Musiziert wird in den vorliegenden Aufnahmen vom „Arpeggione“-Orchester durchwegs auf jenem bekannt hohen Niveau, wie es bei 130 Konzerten im Rittersaal und über 600 Auftritten bei zahlreichen Auslandsengagements in diesen 20 Jahren erfolgreich demonstriert wurde. Dominierend ist vor allem das hoch inspirierte Streicher-Kollektiv, das sich flexibel jeder Stilrichtung anpasst und einen warmen, homogenen Klang entwickelt hat. Verantwortlich dafür ist vor allem Chefdirigent Alexander Rudin, der immer wieder auch als Cellosolist bei diesen Konzerten in Erscheinung tritt. Aber auch andere erfahrene Orchesterleiter wie Ligia Amadio und Frank Cramer haben durchwegs professionelle Arbeit geleistet.

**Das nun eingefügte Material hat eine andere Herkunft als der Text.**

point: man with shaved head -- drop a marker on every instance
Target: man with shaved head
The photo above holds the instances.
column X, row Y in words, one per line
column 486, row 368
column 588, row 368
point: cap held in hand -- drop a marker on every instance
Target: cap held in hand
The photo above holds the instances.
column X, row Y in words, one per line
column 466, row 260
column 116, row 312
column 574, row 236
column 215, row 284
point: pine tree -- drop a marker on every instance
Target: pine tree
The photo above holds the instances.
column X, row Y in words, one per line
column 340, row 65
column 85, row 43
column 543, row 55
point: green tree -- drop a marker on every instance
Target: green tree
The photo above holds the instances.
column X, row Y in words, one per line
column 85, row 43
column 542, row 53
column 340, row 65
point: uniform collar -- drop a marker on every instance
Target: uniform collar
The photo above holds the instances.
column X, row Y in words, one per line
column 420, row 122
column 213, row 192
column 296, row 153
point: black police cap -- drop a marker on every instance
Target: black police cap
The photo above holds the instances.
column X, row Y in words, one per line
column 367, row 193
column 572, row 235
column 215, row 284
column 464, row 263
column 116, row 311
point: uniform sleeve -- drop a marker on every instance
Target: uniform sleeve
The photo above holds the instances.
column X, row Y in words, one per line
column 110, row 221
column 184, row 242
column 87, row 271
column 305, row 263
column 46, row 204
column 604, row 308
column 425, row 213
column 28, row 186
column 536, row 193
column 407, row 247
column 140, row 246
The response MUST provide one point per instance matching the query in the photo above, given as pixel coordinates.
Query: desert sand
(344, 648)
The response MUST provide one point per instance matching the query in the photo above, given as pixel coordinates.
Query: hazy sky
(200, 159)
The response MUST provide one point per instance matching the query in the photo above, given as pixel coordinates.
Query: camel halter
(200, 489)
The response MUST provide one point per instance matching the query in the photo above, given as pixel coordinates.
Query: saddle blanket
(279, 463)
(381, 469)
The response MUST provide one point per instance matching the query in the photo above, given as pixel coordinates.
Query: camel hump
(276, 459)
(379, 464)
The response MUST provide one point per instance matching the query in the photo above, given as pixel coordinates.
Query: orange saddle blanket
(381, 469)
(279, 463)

Schmankerl und Ohrwürmer fehlen

Weniger gut gelungen scheint mir dagegen die Auswahl der Musikstücke. Dies verwundert, da der Gründer und musikalische Leiter des Orchesters, Irakli Gogibedaschwili, ansonsten bekannt ist für sein gutes Händchen bei der Zusammenstellung interessanter Programme. Diese Abfolge besteht in der Hauptsache aus Raritäten und oft zu Unrecht vergessenen Stücken von weniger bekannten Komponisten wie Ottorino Respighi, Joaquin Turina, Heitor Villa-Lobos oder Astor Piazzolla, wie man sie in der Vergangenheit gerne immer wieder im Rahmen eines „Arpeggione“-Konzertes zusammen mit Bekannterem konsumiert hat.

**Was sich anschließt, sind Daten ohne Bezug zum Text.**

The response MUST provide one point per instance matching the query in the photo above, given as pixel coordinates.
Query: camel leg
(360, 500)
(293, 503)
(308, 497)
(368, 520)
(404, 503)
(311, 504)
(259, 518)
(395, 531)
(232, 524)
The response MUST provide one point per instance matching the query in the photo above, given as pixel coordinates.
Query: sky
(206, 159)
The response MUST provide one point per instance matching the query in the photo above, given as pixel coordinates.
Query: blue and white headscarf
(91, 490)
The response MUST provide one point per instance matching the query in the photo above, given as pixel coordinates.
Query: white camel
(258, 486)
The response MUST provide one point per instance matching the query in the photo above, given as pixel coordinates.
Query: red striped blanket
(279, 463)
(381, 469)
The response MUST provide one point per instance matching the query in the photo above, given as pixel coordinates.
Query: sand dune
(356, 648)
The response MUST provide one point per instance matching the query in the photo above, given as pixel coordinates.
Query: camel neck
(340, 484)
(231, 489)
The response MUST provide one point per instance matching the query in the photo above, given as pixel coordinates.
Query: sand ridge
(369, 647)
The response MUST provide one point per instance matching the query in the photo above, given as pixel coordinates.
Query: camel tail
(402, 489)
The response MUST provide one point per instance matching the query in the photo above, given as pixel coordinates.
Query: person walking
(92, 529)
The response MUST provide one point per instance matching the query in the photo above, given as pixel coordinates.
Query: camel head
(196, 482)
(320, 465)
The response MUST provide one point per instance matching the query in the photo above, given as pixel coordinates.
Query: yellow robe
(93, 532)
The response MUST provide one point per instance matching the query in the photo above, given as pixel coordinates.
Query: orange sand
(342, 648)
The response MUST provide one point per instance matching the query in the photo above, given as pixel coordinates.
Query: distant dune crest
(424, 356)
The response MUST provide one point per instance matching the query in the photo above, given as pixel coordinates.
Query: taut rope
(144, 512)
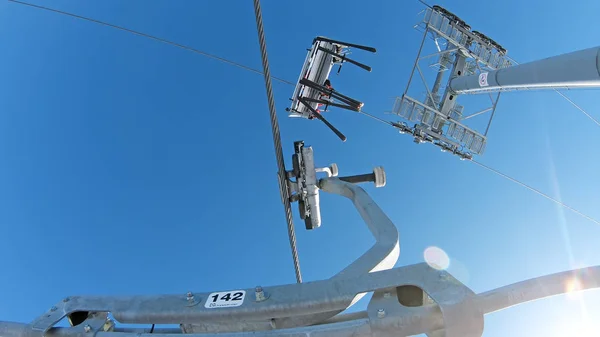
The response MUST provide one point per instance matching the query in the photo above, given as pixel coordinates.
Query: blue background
(128, 166)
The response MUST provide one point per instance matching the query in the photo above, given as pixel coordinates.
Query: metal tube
(579, 69)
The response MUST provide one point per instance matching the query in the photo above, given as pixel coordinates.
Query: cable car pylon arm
(579, 69)
(343, 59)
(353, 45)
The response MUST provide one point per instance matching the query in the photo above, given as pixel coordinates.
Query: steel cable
(277, 140)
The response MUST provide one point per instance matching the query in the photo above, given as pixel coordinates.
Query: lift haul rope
(283, 187)
(275, 125)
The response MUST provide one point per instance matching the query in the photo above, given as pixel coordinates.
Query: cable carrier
(407, 300)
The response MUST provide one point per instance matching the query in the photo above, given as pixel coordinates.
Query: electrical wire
(169, 42)
(535, 191)
(274, 123)
(283, 187)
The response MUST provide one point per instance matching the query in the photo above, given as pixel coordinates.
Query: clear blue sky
(131, 167)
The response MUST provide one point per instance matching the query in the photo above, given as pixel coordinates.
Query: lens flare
(572, 287)
(436, 258)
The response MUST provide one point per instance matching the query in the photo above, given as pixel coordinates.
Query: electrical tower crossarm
(579, 69)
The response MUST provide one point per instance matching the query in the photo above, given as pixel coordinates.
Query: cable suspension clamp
(303, 183)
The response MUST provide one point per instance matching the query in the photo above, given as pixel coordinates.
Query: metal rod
(425, 83)
(492, 116)
(477, 113)
(416, 61)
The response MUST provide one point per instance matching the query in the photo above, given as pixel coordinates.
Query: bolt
(260, 294)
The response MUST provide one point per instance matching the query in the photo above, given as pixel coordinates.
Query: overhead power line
(292, 83)
(535, 191)
(159, 39)
(282, 175)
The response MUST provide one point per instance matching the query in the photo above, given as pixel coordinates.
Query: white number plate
(224, 299)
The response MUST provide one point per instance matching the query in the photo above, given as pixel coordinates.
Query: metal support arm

Bei einer solchen „Best of“-Produktion erwartet sich der Käufer aber auch so etwas wie musikalische Schmankerl und Ohrwürmer von seinem Lieblingsorchester. Doch da finden sich bei einem Dutzend Werken gerade zwei, die diesen Anspruch erfüllen, der langsame Satz aus Bachs Violinkonzert E-Dur, BWV 1042, mit der glänzenden Liane Issakadze als Solistin, und das Presto-Finale aus Mozarts „Prager Symphonie“ Nr. 38 in D-Dur, KV 504. Dazu kommt, dass zu wenig auf Abwechslung und eine gewisse Dramaturgie von Tempo und Dynamik geachtet wurde. Die meisten Stücke sind in einem langsamen  oder mittleren Tempo gehalten, was für den Zuhörer auf Dauer etwas langatmig wirkt.

Die CD „20 Jahre Arpeggione live“ (Gesamtspieldauer 78.20 Min.) mit Livemitschnitten des ORF ist bei VMS/Zappelmusic erschienen und im Fachhandel sowie bei den Konzerten erhältlich.